Pictures Credit: Sotheby’s


#6 Ford GT40 (1964-1969)

This is the car that gave Enzo Ferrari the biggest headache of his life in the 60s. After the Prancing Horse won Le Mans 24hrs 6 times in a row (from 1960 to 1965), it seemed no-one could challenge the Italians in the endurance races. The GT40 was based upon the British Lola MK6. The range was powered by a series of  American-built engines modified for racing. This American legend immediately won 4 consecutive Le Mans 24hrs Races, from 1966 to 1969 and it also claimed a 1-2-3 finish in 1966, at its debut. It was the first American vehicle to win the race of the races. Using an American Ford V-8 engine, originally of 4.7-liter displacement capacity, it was later enlarged to the 4.9-liter engine.
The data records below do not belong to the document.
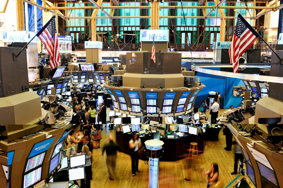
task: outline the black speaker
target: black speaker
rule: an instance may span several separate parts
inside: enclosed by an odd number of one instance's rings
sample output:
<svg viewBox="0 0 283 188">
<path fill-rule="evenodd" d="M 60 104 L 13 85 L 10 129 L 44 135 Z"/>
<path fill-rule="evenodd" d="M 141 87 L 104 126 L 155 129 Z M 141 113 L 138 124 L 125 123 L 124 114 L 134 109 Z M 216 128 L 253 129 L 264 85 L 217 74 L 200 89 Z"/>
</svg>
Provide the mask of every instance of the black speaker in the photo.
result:
<svg viewBox="0 0 283 188">
<path fill-rule="evenodd" d="M 26 51 L 23 50 L 16 59 L 14 58 L 21 49 L 0 47 L 0 97 L 29 90 Z"/>
</svg>

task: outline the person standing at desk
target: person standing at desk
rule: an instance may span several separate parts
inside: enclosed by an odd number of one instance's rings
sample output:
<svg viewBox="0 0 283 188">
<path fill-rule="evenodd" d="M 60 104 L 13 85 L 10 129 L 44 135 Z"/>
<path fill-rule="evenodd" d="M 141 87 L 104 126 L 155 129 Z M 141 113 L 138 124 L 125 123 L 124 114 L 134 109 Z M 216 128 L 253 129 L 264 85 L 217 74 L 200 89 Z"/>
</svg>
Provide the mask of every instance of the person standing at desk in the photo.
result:
<svg viewBox="0 0 283 188">
<path fill-rule="evenodd" d="M 99 114 L 100 115 L 100 118 L 101 118 L 101 122 L 102 123 L 102 126 L 103 127 L 103 124 L 105 124 L 105 127 L 106 127 L 106 106 L 105 105 L 105 104 L 103 102 L 101 103 L 102 105 L 102 107 L 101 108 L 101 111 L 100 111 Z"/>
<path fill-rule="evenodd" d="M 219 104 L 217 103 L 217 100 L 214 99 L 213 100 L 213 103 L 211 105 L 211 123 L 215 124 L 217 123 L 216 118 L 218 117 L 218 109 L 219 109 Z"/>
</svg>

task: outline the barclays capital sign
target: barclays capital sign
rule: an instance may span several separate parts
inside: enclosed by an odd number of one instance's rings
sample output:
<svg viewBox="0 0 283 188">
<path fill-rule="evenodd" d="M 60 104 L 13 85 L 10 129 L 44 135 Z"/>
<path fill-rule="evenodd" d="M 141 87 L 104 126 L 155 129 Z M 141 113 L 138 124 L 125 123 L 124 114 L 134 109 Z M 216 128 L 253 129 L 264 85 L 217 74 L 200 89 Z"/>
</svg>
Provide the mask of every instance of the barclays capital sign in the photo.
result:
<svg viewBox="0 0 283 188">
<path fill-rule="evenodd" d="M 101 48 L 102 49 L 103 45 L 102 42 L 99 41 L 85 41 L 85 48 Z"/>
<path fill-rule="evenodd" d="M 2 32 L 2 42 L 28 42 L 37 33 L 28 31 L 13 31 Z M 38 43 L 38 39 L 36 36 L 31 42 Z"/>
<path fill-rule="evenodd" d="M 168 42 L 169 41 L 169 29 L 141 29 L 140 41 L 141 42 Z"/>
</svg>

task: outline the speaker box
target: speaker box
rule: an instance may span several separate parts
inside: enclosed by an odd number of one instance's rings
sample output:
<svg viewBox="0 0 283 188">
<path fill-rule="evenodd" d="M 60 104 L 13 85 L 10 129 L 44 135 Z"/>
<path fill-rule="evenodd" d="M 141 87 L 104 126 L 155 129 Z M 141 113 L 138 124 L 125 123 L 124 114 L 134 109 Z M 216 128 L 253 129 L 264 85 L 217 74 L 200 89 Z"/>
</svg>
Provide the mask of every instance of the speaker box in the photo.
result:
<svg viewBox="0 0 283 188">
<path fill-rule="evenodd" d="M 16 60 L 20 48 L 0 47 L 0 97 L 28 91 L 27 53 L 23 51 Z"/>
</svg>

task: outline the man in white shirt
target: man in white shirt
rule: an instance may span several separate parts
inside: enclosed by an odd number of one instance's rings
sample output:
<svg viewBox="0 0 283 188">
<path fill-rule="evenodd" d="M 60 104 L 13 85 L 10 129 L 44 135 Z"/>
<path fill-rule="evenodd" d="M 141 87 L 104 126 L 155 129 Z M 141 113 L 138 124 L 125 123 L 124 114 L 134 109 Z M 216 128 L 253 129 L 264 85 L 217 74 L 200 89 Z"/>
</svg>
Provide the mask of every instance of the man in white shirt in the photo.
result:
<svg viewBox="0 0 283 188">
<path fill-rule="evenodd" d="M 217 100 L 213 100 L 213 103 L 211 106 L 211 123 L 212 124 L 217 123 L 216 118 L 218 117 L 218 109 L 219 109 L 219 104 L 217 103 Z"/>
</svg>

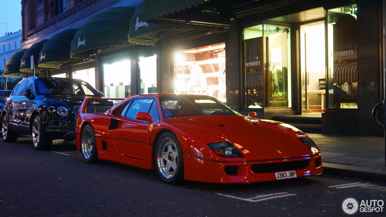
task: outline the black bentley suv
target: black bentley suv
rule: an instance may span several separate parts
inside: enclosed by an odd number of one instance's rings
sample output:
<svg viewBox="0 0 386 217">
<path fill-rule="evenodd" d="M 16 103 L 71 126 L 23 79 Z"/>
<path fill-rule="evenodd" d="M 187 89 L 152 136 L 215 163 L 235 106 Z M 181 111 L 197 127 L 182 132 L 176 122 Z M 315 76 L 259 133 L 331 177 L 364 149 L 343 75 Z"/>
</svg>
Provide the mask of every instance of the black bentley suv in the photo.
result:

Only 105 units were produced from 1964 and 1969 and today a good car with a racing pedigree is worth it some 11 Million USD. At the beginning of its racing career, the GT40 has some poor results though; for this reason, it was decided to surrender the development in the hands of Shelby, directly after the last disastrous race in Nassau, still bearing the dirt and damage from the race. Carroll Shelby was noted for complaining that the cars were poorly maintained when he received them, but later information revealed the cars were packed up as soon as the race was over, and transported to Shelby. His first victory came on their maiden race with the Ford program, with Ken Miles and Lloyd Ruby taking a Shelby American-entered Ford GT  to victory in the  Daytona 2000 in February 1965. That is when the true legend began and lasted till date. The best looking, track oriented muscle car even made.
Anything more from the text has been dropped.